Episode 6 is a great example — the Joel + Ellie museum flashback was one of the most beautiful moments in the game, originally placed just before Ellie’s violent confrontation with Nora. On the show? It aired right after Nora’s arc, slightly breaking the momentum of Ellie’s rampage. By the time Episode 7 arrived, the emotional fallout had cooled—two real-world weeks later for viewers—and it felt that way.

The finale had a similar issue. It crammed a lot of big moments into a short runtime. Nathan didn’t mind the journey, but he definitely clocked the pacing whiplash. “Why are they suddenly here?” he asked more than once. A single extra line of dialogue could’ve clarified so much.

This Season Needed Breathing Room

Seven episodes. That’s all we got.

And now… we wait.

One year? most likely two in true HBO style. Season 3 isn’t even filming until 2026 according to the actors.. Which is just… bananas. The creators love this world (and it shows) and they get to live and breathe day-to-day while they work on it, but for us plebs? Seven episodes every few years just isn’t it. It’s like reading a book, pausing mid-chapter, and being told to come back in 2027.

To make things worse, Season 3 will likely shift focus (just like the game did), and there’s a real risk viewers won’t emotionally latch back on when that happens.

Gameplay vs Show: It’s Just… Less

Playing the game alongside the show was a reminder of just how much has been trimmed. Gone are long stealth sections, puzzle-solving moments, and constant enemy encounters. And while cutting gameplay makes sense for a TV show, it’s those moments that often added tension, character motivation, and world-building in the game.

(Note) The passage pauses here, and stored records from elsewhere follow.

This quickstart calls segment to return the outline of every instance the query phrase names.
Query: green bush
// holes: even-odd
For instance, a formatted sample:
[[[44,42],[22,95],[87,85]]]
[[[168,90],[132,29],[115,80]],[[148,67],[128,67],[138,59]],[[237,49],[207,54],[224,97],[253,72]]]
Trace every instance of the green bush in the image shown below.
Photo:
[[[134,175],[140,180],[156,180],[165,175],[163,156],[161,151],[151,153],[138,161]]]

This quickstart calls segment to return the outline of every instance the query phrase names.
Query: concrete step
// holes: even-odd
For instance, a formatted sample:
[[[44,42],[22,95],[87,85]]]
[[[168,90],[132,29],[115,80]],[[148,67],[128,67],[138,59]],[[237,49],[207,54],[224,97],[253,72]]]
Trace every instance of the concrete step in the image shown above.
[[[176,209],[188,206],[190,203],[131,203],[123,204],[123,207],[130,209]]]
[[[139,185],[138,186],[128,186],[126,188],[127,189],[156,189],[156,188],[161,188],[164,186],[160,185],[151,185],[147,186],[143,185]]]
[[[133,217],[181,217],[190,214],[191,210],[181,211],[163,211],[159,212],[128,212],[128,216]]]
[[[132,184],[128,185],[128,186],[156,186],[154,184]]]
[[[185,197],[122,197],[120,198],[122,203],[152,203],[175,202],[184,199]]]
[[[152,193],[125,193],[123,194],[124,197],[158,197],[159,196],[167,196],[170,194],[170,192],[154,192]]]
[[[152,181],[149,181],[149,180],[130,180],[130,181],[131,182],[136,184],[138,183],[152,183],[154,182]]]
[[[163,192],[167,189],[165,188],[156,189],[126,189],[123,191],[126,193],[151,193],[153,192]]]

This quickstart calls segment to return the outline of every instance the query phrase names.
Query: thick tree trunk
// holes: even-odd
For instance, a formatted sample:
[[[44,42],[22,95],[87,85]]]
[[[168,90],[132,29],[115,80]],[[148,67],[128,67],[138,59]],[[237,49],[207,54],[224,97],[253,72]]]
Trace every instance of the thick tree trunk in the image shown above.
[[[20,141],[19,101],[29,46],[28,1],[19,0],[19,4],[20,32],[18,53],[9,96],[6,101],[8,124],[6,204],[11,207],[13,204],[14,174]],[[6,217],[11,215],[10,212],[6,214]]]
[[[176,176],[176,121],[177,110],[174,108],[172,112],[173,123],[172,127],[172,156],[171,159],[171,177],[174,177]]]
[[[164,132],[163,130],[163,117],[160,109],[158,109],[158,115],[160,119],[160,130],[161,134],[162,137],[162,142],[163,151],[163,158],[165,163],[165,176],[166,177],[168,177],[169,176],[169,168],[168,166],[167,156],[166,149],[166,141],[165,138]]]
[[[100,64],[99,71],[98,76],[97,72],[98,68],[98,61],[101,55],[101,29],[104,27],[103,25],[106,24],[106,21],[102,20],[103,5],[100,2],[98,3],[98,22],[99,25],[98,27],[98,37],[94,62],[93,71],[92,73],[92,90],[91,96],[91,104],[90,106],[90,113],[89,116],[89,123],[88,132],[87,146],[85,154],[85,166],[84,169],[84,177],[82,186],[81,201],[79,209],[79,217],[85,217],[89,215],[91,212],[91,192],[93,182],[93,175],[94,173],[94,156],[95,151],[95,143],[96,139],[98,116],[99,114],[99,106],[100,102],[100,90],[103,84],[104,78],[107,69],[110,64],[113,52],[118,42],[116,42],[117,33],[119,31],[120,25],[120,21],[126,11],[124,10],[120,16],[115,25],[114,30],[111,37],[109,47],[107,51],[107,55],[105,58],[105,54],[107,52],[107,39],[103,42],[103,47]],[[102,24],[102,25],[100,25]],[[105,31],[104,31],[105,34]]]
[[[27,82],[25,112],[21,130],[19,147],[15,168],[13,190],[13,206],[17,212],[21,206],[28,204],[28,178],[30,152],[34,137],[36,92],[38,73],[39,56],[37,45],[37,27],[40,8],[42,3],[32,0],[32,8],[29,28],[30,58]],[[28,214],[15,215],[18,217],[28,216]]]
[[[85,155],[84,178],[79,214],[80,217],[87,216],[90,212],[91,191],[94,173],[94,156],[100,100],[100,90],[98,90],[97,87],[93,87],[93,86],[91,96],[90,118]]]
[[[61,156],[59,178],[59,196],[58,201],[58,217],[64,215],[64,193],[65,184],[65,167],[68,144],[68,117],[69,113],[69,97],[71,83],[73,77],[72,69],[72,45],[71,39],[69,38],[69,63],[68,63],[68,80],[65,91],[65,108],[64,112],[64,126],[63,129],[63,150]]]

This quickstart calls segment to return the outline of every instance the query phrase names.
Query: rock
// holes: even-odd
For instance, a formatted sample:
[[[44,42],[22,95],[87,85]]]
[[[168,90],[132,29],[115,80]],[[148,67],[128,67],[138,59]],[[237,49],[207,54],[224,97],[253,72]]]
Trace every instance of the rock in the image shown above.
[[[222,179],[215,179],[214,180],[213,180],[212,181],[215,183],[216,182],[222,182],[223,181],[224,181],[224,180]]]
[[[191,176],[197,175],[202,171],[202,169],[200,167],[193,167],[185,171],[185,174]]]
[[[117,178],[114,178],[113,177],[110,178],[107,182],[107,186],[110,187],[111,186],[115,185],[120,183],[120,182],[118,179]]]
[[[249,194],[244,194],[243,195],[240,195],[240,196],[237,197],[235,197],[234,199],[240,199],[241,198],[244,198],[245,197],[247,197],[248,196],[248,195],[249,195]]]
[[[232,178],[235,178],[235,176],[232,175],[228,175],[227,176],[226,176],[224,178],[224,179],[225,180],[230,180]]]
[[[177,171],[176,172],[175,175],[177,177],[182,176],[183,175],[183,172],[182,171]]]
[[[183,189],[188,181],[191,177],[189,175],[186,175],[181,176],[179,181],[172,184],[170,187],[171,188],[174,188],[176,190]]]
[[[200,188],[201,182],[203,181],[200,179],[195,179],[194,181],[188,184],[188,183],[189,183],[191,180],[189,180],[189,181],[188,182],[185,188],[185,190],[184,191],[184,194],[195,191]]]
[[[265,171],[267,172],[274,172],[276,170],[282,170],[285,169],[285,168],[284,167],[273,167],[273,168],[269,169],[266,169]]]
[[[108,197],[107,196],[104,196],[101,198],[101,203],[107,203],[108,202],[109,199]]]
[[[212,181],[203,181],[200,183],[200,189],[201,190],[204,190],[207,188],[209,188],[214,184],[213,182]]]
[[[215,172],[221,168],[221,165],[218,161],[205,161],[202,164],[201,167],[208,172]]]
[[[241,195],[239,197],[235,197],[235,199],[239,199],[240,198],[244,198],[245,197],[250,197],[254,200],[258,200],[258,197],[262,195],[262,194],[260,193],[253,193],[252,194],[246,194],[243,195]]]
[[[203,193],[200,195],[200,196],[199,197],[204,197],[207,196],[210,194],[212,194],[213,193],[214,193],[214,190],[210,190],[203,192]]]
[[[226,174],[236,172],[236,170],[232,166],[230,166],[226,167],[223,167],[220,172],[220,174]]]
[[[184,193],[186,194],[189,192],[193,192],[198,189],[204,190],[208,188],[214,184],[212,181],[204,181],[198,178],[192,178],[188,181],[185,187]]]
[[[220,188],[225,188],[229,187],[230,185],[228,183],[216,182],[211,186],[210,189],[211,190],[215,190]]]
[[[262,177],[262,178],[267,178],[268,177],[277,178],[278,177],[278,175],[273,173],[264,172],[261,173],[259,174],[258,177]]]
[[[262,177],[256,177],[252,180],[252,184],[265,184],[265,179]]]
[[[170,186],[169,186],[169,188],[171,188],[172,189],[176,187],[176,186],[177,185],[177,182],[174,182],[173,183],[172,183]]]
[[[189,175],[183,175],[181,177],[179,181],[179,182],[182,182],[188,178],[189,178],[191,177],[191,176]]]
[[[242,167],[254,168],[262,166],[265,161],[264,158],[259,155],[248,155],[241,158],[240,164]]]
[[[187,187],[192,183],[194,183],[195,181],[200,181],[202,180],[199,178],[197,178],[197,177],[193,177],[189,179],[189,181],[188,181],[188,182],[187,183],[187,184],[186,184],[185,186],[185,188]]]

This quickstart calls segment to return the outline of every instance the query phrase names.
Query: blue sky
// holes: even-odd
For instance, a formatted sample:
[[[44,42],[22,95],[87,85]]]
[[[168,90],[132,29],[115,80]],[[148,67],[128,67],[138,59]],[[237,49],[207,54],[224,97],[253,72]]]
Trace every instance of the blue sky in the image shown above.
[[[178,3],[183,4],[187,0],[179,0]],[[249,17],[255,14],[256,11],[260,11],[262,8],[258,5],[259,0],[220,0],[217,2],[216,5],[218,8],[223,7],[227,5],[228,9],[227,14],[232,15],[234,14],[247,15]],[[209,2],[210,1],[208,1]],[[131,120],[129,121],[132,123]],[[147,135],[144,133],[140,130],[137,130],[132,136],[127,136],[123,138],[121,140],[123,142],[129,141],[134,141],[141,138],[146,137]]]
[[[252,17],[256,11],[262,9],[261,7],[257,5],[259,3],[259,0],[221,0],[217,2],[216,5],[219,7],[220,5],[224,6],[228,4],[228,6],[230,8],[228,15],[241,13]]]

IGN said it best in their S2 finale review:

“We’re made to feel some sympathy for Ellie in the show’s version of this event, when really, it should be the point at which we fear her most.”

That sums it up. The actors — all fantastic, by the way — are doing the absolute most. The issue is the writing, the editing and the final output. They’ve chopped and rearranged the narrative so tightly, it sometimes undercuts the emotional gut-punch of the story.

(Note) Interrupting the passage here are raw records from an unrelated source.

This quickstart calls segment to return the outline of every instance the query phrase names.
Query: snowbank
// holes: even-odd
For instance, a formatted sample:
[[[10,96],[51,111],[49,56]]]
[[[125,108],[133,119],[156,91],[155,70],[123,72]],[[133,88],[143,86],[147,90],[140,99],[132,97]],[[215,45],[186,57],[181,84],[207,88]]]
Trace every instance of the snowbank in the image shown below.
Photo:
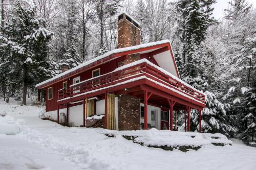
[[[221,134],[203,134],[192,132],[158,130],[153,128],[149,130],[113,131],[108,134],[115,136],[133,136],[134,142],[146,146],[167,146],[173,148],[179,146],[202,147],[212,144],[232,144],[232,141]]]
[[[103,114],[100,115],[95,115],[93,116],[87,117],[86,119],[87,120],[91,120],[92,119],[94,119],[99,120],[99,119],[102,119],[102,117],[104,117],[104,115]]]
[[[20,125],[13,117],[0,116],[0,134],[15,135],[20,132]]]

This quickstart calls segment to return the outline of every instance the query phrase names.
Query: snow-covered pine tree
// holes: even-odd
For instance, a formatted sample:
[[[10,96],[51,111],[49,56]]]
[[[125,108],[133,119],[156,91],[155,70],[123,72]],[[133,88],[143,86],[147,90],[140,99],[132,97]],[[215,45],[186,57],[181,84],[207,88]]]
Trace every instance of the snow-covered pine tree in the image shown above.
[[[228,32],[225,40],[227,55],[231,59],[225,70],[224,87],[227,88],[223,99],[232,105],[230,112],[237,116],[236,126],[244,137],[248,126],[243,120],[256,113],[256,12],[245,1],[233,1],[230,5],[226,10]]]
[[[28,88],[36,83],[38,77],[50,77],[54,73],[49,68],[47,55],[53,33],[43,27],[45,20],[36,16],[34,8],[22,4],[17,2],[10,21],[2,28],[0,46],[5,63],[11,66],[14,73],[9,80],[21,82],[26,105]]]
[[[134,11],[136,20],[140,22],[140,43],[145,43],[148,42],[148,27],[150,27],[148,18],[148,11],[143,0],[139,0],[137,2]]]
[[[178,47],[176,48],[174,51],[174,57],[176,62],[177,67],[180,75],[182,74],[183,70],[183,62],[181,54]]]
[[[95,56],[99,56],[102,55],[103,55],[104,54],[108,53],[109,52],[109,50],[106,48],[106,46],[105,45],[103,45],[102,48],[100,48],[98,52],[96,52],[95,53]]]
[[[63,55],[61,64],[65,64],[68,66],[70,68],[72,68],[80,64],[82,61],[75,45],[71,44],[69,48]]]

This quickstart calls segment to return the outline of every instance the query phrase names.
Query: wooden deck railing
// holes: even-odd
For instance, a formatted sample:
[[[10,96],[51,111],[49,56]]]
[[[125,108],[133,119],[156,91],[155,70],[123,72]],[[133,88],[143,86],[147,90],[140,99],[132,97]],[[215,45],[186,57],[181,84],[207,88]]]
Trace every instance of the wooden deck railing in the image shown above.
[[[180,93],[204,102],[205,97],[202,93],[194,90],[181,82],[177,81],[172,76],[159,70],[157,69],[157,66],[152,66],[146,62],[143,62],[125,67],[122,69],[117,68],[116,71],[72,85],[67,89],[59,90],[58,100],[72,97],[82,93],[105,87],[108,84],[113,82],[116,82],[116,83],[118,83],[122,82],[124,79],[127,80],[130,78],[132,79],[138,74],[143,74],[148,78],[154,78],[155,80],[159,81],[159,83],[173,88]],[[127,78],[128,77],[129,78]]]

Is The Last of Us Season 2 worth watching?

It's not bad by any stretch. It’s beautiful, emotional, and has some standout episodes. But it absolutely feels like Part 1 of 2. And that potential long wait? It’s going to kill the momentum.

Still — seeing this story play out again, even with some tweaks, was powerful. I just wish we had more of it.

🖥️ The Last of Us: Season 2 is now streaming on HBO MAX

Score: ⭐️⭐️⭐️✨ - An uneven adaptation with standout moments, but lacking room to fully grow—ultimately feeling like half a story rather than a complete season.